Reconstruction of Electrical Impedance Tomography Using Fish School Search, Non-Blind Search, and Genetic Algorithm
This is an incremental improvement for medical or environmental imaging, offering faster convergence in EIT reconstruction.
The authors tackled the ill-posed inverse problem of Electrical Impedance Tomography (EIT) image reconstruction by proposing a method based on Fish School Search (FSS) and Non-Blind Search (NBS), which converged faster than genetic algorithms in simulations with numerical phantoms using 415 finite element meshes and 20 runs per configuration.

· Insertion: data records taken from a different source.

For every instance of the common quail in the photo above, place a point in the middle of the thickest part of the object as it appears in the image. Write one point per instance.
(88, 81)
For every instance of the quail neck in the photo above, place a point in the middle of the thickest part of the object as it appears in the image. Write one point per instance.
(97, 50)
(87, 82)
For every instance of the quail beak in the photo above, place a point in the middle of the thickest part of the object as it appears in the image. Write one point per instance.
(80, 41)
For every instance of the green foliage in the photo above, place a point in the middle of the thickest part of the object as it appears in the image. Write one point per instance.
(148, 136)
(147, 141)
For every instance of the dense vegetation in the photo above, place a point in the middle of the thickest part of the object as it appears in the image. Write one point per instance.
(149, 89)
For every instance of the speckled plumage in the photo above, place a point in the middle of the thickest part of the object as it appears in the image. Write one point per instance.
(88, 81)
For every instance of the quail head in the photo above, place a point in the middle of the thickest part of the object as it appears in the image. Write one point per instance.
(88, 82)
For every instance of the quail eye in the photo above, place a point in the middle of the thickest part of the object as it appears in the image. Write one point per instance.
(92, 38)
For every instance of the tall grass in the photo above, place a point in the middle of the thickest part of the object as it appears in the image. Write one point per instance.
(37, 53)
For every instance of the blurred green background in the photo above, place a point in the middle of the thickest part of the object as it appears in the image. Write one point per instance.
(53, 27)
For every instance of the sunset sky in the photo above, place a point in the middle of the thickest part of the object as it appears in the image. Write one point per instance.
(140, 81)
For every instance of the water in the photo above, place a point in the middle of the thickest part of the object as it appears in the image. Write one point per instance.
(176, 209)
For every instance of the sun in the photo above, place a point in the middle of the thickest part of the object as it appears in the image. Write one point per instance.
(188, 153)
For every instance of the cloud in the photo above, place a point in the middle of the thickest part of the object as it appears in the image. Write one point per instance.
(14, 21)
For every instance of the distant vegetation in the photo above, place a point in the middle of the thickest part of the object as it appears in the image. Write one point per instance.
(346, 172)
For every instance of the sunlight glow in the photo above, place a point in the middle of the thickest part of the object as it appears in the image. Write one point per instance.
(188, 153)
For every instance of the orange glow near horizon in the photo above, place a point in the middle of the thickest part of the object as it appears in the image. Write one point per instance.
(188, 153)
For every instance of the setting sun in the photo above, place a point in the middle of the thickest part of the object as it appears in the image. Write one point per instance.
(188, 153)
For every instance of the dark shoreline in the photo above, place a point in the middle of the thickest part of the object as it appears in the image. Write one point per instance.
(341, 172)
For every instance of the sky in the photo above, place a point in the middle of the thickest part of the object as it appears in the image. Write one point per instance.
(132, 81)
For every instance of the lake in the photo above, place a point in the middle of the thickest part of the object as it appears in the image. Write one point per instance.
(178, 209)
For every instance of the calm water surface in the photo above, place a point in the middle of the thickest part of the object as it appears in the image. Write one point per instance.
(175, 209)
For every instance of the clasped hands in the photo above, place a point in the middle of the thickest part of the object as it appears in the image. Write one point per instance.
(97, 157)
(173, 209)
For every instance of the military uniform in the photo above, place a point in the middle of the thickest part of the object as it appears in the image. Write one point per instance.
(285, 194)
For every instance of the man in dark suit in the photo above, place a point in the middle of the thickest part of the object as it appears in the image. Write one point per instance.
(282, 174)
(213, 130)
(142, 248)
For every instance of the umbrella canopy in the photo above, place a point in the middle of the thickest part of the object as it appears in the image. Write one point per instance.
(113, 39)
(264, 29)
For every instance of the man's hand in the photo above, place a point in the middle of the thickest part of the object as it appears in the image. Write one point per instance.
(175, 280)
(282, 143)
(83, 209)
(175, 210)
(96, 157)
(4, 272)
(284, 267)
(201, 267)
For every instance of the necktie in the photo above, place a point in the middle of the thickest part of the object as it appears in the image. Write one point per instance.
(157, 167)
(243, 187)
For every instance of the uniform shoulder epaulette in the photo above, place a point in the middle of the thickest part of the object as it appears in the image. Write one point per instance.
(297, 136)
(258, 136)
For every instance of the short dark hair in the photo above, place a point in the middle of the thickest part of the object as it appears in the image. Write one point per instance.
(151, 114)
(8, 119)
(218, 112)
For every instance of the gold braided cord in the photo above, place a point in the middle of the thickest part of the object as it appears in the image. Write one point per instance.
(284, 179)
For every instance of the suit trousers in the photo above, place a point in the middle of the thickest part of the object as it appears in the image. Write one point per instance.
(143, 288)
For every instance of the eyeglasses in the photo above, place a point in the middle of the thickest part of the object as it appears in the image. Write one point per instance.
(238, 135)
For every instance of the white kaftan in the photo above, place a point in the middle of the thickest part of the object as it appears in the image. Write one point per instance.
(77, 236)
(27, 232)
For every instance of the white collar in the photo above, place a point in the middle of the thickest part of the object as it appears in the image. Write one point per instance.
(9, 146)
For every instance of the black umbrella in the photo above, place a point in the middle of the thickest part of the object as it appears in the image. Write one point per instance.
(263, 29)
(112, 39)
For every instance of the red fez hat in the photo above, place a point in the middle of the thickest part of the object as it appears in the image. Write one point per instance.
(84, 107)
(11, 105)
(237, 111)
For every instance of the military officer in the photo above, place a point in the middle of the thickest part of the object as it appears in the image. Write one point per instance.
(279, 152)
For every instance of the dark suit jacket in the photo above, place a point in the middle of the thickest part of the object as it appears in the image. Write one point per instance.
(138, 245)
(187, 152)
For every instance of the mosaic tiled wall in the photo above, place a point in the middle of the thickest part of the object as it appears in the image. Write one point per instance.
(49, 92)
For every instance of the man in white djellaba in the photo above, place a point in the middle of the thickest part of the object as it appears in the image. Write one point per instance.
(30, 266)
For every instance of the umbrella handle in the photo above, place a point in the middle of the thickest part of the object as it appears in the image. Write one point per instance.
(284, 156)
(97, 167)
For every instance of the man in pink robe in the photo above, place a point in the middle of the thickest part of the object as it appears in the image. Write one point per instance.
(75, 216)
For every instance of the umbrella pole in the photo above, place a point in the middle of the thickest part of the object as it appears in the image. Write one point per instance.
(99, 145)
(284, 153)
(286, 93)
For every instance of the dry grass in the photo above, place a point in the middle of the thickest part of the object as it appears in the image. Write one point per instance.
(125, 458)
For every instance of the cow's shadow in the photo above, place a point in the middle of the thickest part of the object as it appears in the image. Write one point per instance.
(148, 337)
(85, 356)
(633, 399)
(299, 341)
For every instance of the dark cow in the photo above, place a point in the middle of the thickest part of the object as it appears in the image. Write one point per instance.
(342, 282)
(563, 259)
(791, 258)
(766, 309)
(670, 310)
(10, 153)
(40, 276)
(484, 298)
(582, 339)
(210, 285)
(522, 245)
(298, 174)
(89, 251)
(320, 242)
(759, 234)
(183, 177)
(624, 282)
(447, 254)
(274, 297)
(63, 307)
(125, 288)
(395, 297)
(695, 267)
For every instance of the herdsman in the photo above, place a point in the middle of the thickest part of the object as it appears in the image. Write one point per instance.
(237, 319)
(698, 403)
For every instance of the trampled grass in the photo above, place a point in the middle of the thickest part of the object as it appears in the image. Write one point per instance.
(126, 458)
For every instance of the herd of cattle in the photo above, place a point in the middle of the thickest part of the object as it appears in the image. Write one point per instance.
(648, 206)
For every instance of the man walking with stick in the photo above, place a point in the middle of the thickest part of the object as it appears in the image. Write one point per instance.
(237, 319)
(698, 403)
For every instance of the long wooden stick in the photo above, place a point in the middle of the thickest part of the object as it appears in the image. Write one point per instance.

Electrical Impedance Tomography (EIT) is a noninvasive imaging technique that does not use ionizing radiation, with application both in environmental sciences and in health. Image reconstruction is performed by solving an inverse problem and ill-posed. Evolutionary Computation and Swarm Intelligence have become a source of methods for solving inverse problems. Fish School Search (FSS) is a promising search and optimization method, based on the dynamics of schools of fish. In this article the authors present a method for reconstruction of EIT images based on FSS and Non-Blind Search (NBS). The method was evaluated using numerical phantoms consisting of electrical conductivity images with subjects in the center, between the center and the edge and on the edge of a circular section, with meshes of 415 finite elements. The authors performed 20 simulations for each configuration. Results showed that both FSS and FSS-NBS were able to converge faster than genetic algorithms.